As can be imagined such a power is being sought by aliens who are able to take human form. The aliens are not humans who mutated but beings from another planet that was destroyed by this power and who are wanting to take over the earth and kill all humans. These D’Bari are led by Vuk (Jessica Chastain) who has taken over the body of a human woman.
The subplot is the struggle between the X-Men that previous stories have created. We won’t spoil those since that is the true interest for the fans of the series, but the moral lessons are several. First, is it permissible to protect a child by suppressing their painful memories? Does this empower or harm their developing sense of self? Second, what are the fears that would cause humanity to imprison or isolate those who are different? Third, if mutation begins the process of evolution can there be an outside force that causes a giant leap in that evolutionary process? What do we call that outside force? And last, when a leader becomes self-serving how does the group help that leader to retire and have the next generation choose their own leaders?
As is true of all fantasy and sci-fi films and stories, the context is only the vehicle for better understanding ourselves and the human condition. In that goal the X-Men franchise is perhaps the most helpful of the films. However even the X-Men are often caught up in battle rather than in exploring deeply the larger human issues. Perhaps future films will solve that and create truly great science fiction.
Directed by Simon Kinberg is better known as a producer.

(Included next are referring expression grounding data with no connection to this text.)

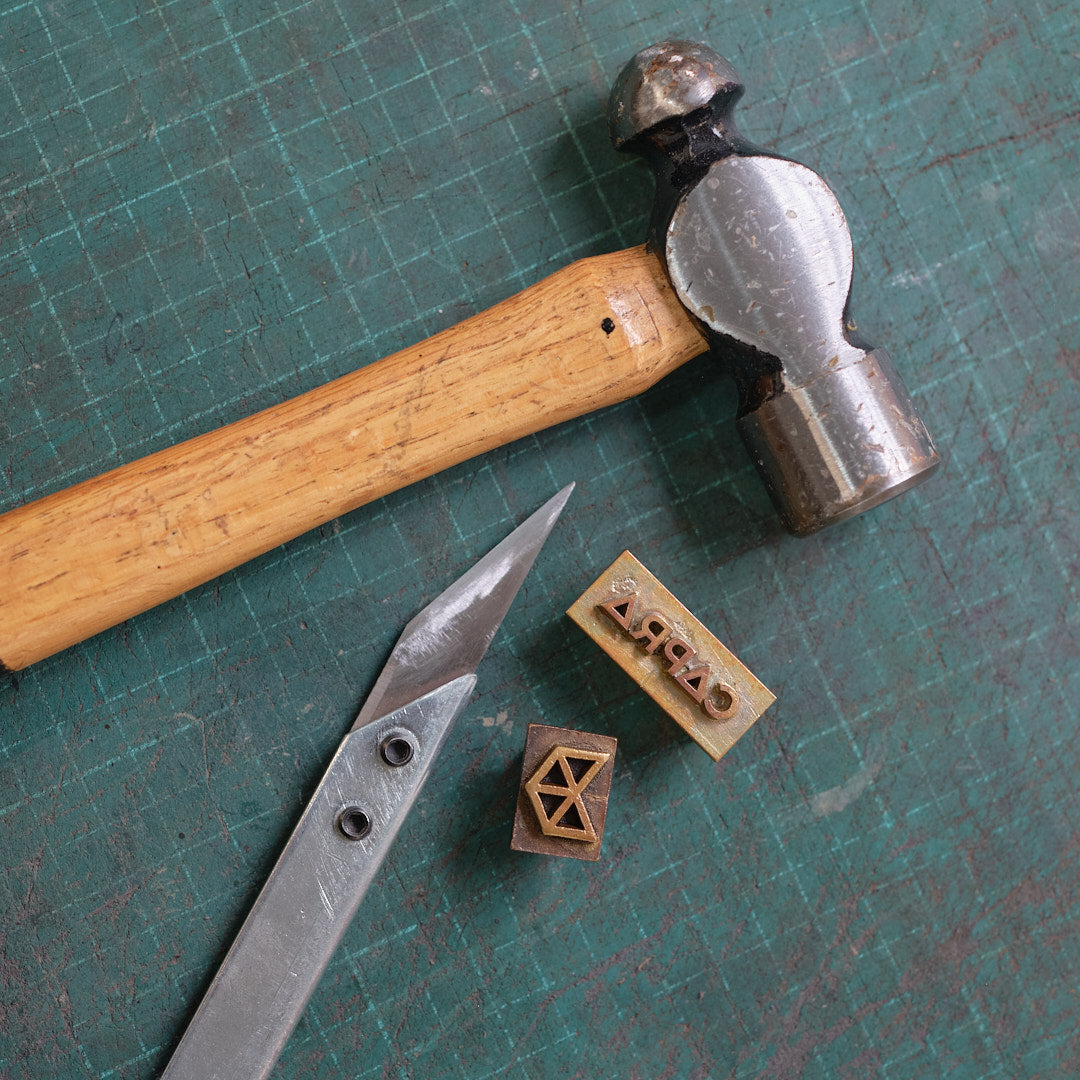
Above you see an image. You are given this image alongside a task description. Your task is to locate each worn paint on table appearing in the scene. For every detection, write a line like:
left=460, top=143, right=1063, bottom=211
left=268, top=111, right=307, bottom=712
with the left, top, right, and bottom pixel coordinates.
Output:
left=1, top=0, right=1078, bottom=1077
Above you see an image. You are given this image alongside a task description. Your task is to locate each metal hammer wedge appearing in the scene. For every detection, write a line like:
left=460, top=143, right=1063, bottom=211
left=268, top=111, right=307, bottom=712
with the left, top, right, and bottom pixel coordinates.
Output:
left=0, top=41, right=938, bottom=672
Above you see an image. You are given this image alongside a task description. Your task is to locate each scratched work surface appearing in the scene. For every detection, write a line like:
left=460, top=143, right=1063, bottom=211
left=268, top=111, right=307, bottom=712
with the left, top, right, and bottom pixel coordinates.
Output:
left=1, top=0, right=1078, bottom=1077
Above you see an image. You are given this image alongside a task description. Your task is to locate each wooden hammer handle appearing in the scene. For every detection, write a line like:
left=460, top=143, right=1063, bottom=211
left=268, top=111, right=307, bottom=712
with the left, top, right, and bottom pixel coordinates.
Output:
left=0, top=245, right=705, bottom=671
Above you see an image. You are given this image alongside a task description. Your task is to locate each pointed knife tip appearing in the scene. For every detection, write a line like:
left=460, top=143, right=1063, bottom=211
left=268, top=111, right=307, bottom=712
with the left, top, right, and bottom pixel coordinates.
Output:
left=350, top=483, right=575, bottom=730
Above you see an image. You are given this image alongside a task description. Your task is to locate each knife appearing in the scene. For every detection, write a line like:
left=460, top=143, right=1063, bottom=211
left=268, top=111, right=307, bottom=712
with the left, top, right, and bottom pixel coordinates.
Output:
left=160, top=483, right=573, bottom=1079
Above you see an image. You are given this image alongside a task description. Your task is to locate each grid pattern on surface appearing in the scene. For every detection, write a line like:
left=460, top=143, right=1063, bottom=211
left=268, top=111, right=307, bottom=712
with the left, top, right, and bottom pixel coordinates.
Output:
left=1, top=0, right=1078, bottom=1078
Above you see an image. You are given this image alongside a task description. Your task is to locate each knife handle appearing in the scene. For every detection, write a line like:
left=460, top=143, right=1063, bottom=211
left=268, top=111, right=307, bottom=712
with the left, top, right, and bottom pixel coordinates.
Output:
left=160, top=676, right=475, bottom=1080
left=0, top=245, right=703, bottom=671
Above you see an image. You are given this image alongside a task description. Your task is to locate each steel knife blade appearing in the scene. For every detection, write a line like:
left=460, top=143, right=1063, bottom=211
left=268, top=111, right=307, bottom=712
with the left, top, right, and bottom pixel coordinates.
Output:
left=160, top=483, right=573, bottom=1080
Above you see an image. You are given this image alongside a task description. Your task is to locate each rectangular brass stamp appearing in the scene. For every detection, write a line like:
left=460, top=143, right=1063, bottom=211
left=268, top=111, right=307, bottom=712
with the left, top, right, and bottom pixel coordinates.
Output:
left=567, top=551, right=775, bottom=761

This is only one of three films he has directed. How did you experience his work in contrast to the other X-Men films?
The decision in several of the large franchises to allow a central character to be killed brings a feeling of mystery and reality to the films. But how does it change the series for you when a favorite character is killed?
The dark side of every person’s abilities are easily seen. What are your abilities and how does the dark or shadow side of that ability show itself in your life?